Monday, February 11, 2008

A Mighty Heart

This film is an honorable enterprise, but the plus in my rating is more for aspiration than execution. Angelina Jolie admirably avoids the trap of a vanity project in this telling of Mariane Pearl’s story, from the time her husband Danny (reporter for WSJ, and formerly the Berkshire Eagle) was kidnapped in Pakistan till Islamic extremists sent a video of his beheading. And eclectic director Michael Winterbottom brings his on-the-fly, you-are-there style of filmmaking to an arena of urgent interest.
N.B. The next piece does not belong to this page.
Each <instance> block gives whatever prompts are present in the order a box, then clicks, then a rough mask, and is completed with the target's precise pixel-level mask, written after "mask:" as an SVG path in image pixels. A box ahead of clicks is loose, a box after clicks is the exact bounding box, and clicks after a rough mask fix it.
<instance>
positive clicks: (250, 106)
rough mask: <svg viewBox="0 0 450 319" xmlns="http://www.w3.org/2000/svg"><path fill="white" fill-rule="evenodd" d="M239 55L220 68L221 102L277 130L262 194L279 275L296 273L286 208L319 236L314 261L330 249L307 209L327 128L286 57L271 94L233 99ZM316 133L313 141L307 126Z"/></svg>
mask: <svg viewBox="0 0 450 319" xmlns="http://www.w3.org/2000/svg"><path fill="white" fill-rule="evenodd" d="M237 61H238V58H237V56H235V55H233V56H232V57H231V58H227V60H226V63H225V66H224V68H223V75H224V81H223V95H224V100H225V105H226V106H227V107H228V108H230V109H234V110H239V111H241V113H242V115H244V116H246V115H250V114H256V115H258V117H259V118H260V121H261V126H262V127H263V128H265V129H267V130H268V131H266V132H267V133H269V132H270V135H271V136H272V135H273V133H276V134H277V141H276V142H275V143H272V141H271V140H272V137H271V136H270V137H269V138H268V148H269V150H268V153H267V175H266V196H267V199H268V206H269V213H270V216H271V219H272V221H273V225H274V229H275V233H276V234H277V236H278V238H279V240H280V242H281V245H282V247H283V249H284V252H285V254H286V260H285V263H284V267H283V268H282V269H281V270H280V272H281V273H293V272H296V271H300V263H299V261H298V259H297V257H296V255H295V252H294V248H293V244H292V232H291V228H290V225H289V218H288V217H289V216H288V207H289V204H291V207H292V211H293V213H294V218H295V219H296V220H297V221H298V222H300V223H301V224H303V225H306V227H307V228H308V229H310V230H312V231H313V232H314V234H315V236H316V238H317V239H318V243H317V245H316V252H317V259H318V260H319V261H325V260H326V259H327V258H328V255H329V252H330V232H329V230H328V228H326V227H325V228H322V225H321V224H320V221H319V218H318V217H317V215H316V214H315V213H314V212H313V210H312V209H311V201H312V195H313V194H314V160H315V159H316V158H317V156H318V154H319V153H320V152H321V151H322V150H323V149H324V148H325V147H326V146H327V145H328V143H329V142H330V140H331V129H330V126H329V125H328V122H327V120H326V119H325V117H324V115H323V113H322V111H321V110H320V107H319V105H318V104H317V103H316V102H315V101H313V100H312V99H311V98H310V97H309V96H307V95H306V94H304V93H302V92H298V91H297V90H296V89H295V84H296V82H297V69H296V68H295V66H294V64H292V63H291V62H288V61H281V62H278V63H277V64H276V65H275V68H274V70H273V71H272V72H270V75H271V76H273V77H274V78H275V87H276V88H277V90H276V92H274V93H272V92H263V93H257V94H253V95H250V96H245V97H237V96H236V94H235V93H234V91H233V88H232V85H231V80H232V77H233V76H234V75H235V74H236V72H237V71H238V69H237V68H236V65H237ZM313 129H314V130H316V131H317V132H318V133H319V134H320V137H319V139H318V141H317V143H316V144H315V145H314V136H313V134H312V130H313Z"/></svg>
Even though the broad facts are generally known, the film’s telling is hectic and confusing, which is no doubt true to the reality of the situation. One big problem is the cipher of Danny, as he appears in flashback. And many of the other characters, far from being idealized, are presented with an ambiguity of motive that might have been revelatory if lingered over, but just adds to the confusion as the incidents hurtle past. The representatives of the Journal, the U.S. Embassy, and the Pakistani secret service all seem as villainous as heroic, and yet we are supposed to admire them in the end? Angelina is the estimable center of the story but does not hog the camera, and in the end not quite enough is made of Mariane’s heroism in not succumbing to hate. The film would probably hold together better on a second viewing, but frankly I’m not eager to see it again. (2007, dvd, n.) *6+* (MC-74.)